The crowd included police officers from several departments, neighborhood residents and members of Detroit Dog Rescue, where Collins' fiancee, Nikki Salgot, works as a dog handler.
WSU Police Chief Anthony Holt recalled interviewing Rose about five years ago when he was applying for the force. Holt said Rose was so excited he was practically jumping out of his chair.
"He said, 'As long as I can remember, I've wanted to be a police officer,'" Holt said.
Holt praised Rose's work ethic, saying he often started his shifts early and stayed late. He loved helping people, Holt said.
"When I interview people from now on, the model is going to be Collin Rose," Holt said.
Zdankiewicz said Rose was passionate about participating in events that honored fallen police officers.
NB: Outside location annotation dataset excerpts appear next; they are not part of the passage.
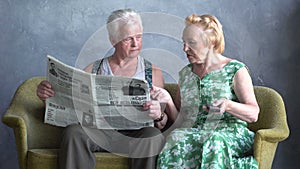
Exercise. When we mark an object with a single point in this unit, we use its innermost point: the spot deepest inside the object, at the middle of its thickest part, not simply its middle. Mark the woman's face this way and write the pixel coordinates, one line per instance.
(194, 47)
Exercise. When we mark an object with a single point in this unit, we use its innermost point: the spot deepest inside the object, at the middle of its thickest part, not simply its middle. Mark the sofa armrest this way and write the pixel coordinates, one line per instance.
(273, 135)
(14, 118)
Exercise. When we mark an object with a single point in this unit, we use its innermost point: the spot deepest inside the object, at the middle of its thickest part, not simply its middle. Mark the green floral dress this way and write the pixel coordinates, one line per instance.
(207, 140)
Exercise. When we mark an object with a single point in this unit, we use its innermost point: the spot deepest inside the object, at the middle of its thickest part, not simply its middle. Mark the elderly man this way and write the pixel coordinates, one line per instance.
(77, 147)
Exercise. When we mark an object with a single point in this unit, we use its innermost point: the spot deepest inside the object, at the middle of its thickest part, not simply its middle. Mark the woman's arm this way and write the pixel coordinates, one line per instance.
(247, 109)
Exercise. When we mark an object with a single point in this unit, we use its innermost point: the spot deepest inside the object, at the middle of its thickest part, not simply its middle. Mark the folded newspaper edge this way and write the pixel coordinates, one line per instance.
(96, 101)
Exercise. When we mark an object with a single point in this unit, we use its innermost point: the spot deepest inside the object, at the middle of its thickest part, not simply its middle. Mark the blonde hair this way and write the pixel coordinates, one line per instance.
(212, 30)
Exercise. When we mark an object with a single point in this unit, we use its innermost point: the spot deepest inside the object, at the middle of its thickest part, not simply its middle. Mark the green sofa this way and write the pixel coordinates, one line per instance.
(37, 143)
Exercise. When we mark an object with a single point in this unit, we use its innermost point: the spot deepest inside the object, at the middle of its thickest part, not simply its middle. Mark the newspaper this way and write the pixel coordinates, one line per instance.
(96, 101)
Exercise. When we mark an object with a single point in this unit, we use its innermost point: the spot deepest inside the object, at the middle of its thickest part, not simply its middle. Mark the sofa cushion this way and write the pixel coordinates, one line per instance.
(47, 159)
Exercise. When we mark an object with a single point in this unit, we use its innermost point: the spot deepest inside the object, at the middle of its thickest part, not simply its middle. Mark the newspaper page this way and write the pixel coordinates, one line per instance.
(96, 101)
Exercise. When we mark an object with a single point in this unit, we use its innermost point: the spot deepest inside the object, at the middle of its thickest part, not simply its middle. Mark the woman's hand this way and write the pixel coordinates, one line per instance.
(218, 106)
(44, 90)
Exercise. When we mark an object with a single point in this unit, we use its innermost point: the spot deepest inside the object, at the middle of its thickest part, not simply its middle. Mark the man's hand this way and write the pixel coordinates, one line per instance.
(160, 94)
(44, 90)
(154, 109)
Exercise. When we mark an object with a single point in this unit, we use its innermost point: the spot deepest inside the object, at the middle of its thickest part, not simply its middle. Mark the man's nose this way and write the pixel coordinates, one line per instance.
(134, 41)
(185, 47)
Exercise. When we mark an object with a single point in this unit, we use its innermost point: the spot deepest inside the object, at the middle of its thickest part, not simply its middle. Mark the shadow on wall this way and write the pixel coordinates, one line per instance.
(289, 70)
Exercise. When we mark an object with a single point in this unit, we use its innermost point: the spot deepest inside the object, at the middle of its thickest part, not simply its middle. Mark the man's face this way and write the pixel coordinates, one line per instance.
(130, 43)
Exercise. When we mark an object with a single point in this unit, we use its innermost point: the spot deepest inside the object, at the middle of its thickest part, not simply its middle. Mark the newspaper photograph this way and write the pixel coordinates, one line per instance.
(96, 101)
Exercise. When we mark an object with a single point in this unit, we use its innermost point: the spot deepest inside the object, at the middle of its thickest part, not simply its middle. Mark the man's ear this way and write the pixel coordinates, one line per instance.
(112, 41)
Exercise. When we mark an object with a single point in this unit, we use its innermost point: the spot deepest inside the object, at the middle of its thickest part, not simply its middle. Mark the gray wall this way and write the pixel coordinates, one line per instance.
(263, 34)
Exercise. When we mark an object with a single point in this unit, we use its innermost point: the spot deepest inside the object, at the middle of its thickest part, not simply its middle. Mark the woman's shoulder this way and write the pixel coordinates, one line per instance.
(234, 64)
He traveled out-of-state to attend officers' funerals and participated in the Police Unity Tour, a multi-state bicycle ride that raises money for the National Law Enforcement Officers Memorial.
Detroit Dog Rescue Executive Director Kristina Rinaldi remembered Rose as one of the most talented dog handlers she's ever met.
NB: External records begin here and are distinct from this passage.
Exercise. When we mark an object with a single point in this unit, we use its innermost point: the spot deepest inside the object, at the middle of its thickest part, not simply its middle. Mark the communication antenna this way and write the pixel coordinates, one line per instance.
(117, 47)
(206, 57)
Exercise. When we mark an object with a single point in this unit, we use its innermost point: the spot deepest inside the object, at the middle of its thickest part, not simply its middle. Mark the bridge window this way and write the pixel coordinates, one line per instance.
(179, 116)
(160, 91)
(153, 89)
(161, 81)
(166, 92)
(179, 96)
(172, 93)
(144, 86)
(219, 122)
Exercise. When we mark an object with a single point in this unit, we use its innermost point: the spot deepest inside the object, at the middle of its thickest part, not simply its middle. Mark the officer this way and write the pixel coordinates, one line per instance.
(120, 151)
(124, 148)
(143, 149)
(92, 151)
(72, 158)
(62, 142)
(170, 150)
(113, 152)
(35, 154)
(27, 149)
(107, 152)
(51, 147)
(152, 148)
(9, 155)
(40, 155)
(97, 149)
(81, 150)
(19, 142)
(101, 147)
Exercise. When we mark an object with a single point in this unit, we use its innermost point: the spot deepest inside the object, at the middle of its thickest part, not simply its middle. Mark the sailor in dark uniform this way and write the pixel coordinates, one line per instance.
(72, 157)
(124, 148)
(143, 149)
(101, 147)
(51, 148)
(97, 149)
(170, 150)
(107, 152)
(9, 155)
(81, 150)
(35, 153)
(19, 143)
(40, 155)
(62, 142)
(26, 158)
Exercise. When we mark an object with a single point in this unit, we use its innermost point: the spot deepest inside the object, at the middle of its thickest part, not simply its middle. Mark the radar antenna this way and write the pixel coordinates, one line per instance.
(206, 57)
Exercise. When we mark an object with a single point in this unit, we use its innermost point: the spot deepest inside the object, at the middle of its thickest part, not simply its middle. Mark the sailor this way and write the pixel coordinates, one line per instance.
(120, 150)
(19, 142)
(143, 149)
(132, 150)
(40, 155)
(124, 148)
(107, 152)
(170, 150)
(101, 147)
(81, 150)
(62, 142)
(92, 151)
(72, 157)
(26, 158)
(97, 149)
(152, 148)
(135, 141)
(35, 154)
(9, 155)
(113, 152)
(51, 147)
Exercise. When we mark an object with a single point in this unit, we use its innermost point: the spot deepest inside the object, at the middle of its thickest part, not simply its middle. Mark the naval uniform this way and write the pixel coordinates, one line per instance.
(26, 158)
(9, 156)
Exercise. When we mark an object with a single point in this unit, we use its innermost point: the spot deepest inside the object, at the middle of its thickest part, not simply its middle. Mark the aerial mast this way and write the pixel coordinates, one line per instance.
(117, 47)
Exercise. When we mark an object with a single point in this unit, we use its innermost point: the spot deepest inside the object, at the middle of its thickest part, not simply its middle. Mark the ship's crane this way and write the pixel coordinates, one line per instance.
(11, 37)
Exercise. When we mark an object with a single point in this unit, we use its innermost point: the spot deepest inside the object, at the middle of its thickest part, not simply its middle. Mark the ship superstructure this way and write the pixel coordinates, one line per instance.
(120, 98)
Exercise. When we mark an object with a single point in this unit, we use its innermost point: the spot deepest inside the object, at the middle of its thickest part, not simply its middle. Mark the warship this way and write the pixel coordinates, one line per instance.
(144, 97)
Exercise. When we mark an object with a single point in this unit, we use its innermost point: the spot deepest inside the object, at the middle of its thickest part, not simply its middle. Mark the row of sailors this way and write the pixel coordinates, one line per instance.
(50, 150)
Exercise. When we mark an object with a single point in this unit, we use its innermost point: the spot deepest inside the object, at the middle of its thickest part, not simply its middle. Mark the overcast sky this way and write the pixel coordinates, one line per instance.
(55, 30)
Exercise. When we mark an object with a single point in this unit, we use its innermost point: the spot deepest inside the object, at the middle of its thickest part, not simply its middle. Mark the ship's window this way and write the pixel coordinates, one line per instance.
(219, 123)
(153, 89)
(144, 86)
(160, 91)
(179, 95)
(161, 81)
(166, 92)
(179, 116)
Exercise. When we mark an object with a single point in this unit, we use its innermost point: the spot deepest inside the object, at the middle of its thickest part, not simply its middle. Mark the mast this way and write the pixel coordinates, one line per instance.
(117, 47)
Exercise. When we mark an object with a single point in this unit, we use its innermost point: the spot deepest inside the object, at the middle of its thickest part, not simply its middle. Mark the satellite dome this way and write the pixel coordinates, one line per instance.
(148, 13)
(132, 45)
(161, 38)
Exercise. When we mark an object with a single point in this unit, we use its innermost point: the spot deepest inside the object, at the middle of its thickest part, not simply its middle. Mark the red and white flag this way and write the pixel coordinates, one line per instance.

Neighborhood residents who helped organize the vigil said they hope to raise money to erect a statue of Rose and his police dog in a park.
"We really want to be brought together and come together and do everything we can to make sure nothing like this happens again. It might," Woodbridge resident Lee Tilson said. "But we have to at least try to prevent one or two more (deaths), and if we do, that would preserve (Rose's) memory."
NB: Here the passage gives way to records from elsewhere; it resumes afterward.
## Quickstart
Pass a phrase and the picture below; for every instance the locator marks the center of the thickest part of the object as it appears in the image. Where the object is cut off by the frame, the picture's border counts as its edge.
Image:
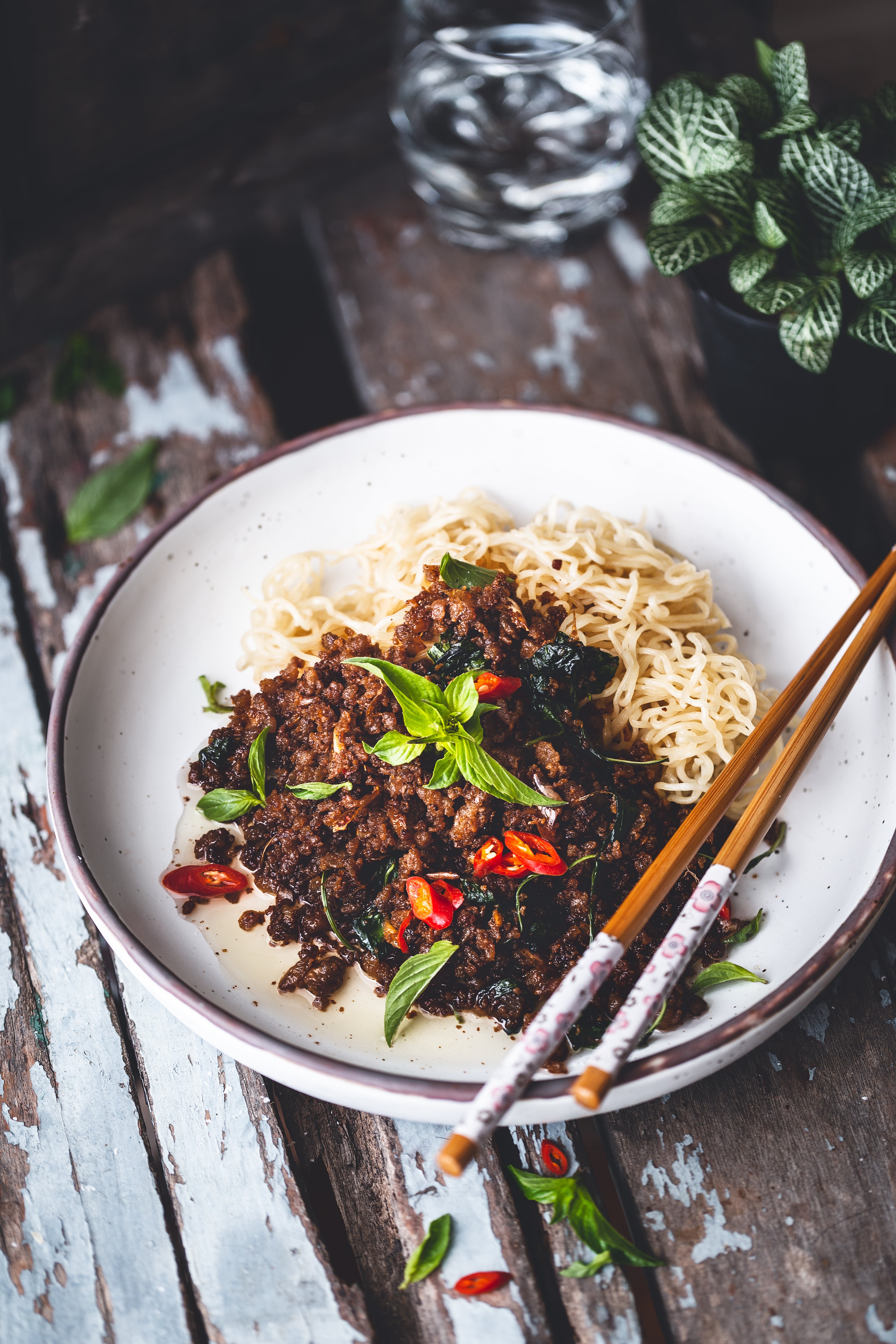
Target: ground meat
(216, 846)
(358, 847)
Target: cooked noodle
(680, 686)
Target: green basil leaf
(228, 804)
(747, 932)
(424, 705)
(397, 749)
(460, 574)
(328, 913)
(314, 791)
(409, 984)
(486, 773)
(430, 1253)
(257, 765)
(773, 849)
(211, 697)
(581, 1271)
(463, 697)
(721, 974)
(445, 772)
(876, 322)
(111, 497)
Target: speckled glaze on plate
(128, 713)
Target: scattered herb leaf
(211, 697)
(112, 495)
(774, 847)
(409, 984)
(460, 574)
(722, 972)
(314, 790)
(430, 1253)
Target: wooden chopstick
(486, 1113)
(690, 929)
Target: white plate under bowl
(127, 716)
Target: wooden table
(154, 1191)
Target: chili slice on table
(205, 879)
(554, 1160)
(484, 1281)
(535, 853)
(492, 687)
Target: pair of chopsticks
(578, 988)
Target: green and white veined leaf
(800, 118)
(836, 183)
(876, 322)
(678, 248)
(750, 267)
(867, 214)
(789, 76)
(772, 296)
(749, 96)
(812, 325)
(867, 269)
(765, 228)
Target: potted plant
(789, 217)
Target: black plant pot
(782, 412)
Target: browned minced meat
(320, 720)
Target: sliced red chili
(487, 857)
(492, 687)
(535, 853)
(486, 1281)
(451, 893)
(554, 1159)
(205, 879)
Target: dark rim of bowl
(841, 944)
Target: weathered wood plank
(256, 1260)
(385, 1176)
(772, 1187)
(81, 1222)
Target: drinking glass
(518, 119)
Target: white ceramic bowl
(127, 716)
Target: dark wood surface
(769, 1189)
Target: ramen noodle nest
(680, 687)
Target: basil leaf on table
(578, 1269)
(113, 495)
(430, 1253)
(315, 790)
(747, 932)
(445, 773)
(773, 849)
(424, 705)
(228, 804)
(257, 764)
(721, 974)
(211, 697)
(409, 984)
(397, 749)
(486, 773)
(460, 574)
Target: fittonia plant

Debra Walker wrapped her gloved hands around a glass candle bearing the image of the Virgin Mary. The Corktown resident said she met Rose a few times as she did community outreach work in the area.
"It's important for us as Detroiters to show the police officers how much we appreciate them and what they do for us everyday," she said.
Candles flickering, the crowd slowly filed out of the park after the half-hour vigil to begin a roughly 1.5-mile unity walk.
Organizers passed out fresh flowers for people to carry on the walk and lay at its final stop near Brainard and Lincoln, the site of the shooting.